The two companies have been working together since 2018 to create a “moving platform” mode that will allow HoloLens 2 to be used on the road. Despite the fact that HoloLens technology has previously been made for more use extreme environment, getting him to work in a moving vehicle was a challenge. The headset’s visible light cameras and inertial measurement unit (IMU) were originally designed to mimic how a person will experience the environment, which ironically led to a seasickness-like reaction when the setting around the headphones began to move. . Microsoft was required to design an algorithm to resolve sensor mismatches (the origin of “motion sickness”).

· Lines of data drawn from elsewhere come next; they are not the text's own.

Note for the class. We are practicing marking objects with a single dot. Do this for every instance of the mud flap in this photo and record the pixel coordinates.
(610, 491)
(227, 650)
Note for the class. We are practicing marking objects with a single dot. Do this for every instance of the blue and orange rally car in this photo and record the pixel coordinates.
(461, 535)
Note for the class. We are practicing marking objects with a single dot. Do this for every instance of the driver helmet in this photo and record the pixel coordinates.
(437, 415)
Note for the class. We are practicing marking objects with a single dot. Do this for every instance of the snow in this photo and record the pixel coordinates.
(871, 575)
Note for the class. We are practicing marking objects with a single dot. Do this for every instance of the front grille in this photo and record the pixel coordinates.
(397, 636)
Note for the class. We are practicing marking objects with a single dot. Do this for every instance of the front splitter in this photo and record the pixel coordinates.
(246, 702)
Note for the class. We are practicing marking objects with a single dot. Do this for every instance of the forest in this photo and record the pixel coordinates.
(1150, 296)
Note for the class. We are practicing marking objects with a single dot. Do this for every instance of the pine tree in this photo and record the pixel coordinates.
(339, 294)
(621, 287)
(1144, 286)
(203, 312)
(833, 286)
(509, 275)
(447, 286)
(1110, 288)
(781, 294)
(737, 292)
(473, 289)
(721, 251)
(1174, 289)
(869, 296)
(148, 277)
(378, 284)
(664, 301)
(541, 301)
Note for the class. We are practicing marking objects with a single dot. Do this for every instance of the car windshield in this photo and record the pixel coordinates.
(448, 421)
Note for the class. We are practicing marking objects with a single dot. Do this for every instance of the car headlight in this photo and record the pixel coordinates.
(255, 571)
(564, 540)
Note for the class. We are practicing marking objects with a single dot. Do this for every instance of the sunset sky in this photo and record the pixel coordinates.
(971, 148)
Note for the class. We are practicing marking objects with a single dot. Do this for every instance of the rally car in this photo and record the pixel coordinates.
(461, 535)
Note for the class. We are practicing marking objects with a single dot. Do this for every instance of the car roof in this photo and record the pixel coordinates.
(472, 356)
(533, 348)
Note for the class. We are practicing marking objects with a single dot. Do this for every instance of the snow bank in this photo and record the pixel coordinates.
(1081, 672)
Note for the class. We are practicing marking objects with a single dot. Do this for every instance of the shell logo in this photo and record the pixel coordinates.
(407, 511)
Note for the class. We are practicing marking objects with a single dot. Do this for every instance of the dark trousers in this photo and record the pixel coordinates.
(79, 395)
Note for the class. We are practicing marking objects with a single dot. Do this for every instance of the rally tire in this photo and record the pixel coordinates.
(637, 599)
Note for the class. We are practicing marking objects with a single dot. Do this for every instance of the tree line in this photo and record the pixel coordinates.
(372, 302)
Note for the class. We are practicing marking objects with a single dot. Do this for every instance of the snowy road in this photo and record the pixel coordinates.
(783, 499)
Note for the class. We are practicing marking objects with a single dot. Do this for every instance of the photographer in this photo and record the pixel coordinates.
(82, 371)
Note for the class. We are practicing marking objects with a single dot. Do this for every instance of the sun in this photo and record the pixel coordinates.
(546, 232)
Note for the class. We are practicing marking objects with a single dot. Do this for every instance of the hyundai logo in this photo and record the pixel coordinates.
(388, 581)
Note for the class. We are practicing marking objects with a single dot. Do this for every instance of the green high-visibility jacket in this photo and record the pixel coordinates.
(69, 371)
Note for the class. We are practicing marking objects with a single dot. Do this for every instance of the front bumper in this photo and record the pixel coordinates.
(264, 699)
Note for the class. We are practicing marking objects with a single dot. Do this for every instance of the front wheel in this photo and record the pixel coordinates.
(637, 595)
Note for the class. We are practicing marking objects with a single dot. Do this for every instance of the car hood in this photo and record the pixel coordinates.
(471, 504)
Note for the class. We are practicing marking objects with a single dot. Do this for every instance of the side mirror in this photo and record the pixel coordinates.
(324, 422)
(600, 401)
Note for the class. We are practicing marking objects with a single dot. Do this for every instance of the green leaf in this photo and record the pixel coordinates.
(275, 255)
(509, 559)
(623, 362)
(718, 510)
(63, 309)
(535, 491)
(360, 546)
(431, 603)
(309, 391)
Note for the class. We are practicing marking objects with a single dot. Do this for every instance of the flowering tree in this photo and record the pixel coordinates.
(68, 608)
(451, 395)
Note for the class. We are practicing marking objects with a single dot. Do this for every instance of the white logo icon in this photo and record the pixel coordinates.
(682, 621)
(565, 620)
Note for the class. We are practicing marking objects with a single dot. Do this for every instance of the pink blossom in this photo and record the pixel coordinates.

Microsoft is testing its first prototype using Puget Sound boats. The company then brought Volkswagen’s Hololens 2, which connects the headphones to a vehicle in both directions to display real-time information from the car itself. Microsoft says added features of the mobile platform can help.[train] drivers to cope with challenging road conditions, for example, or [create] new user experiences for autonomous vehicles. ”

(Image: Microsoft)

Volkswagen is no stranger to the AR. The German car manufacturer announcements by the end of 2020, it will integrate the AR head-up display into its all-electric models ID.3 and ID.4, superimposing vehicle speed, navigation, lane assist and other information on the windshield. Some who have tested Volkswagen’s head-up technology said that the navigation information seems to be thrown 10 meters forward, while the information that is usually displayed on the dashboard looks much closer. It is difficult to say whether HoloLens 2 will improve this experience; on the one hand, Hololens seems to be able to provide much more information than Volkswagen’s main display, while on the other hand, the user has to wear bulky headphones to use Hololens at all.

“We think of this as moving towards a mobility system that integrates a variety of mobility products and solutions,” said Dr. Andro Klin, head of data science at Volkswagen Group Innovation at Microsoft’s. statement. “The basic assumption is that this technology will become lighter and smaller, and we believe that when that happens, more people will get it and integrate it into their daily lives – and thus in their own way. of transition from A to B. ”

HoloLens 2 was also original intended for corporate customers, not for your daily driver, due to its specifications and its $ 3,500 price tag. But Microsoft wrong his latest deal with HoloLens is so bad that it makes sense for the company to be more open to alternative uses. After all, just because an AR headset isn’t suitable for battle doesn’t mean it won’t work for a walk.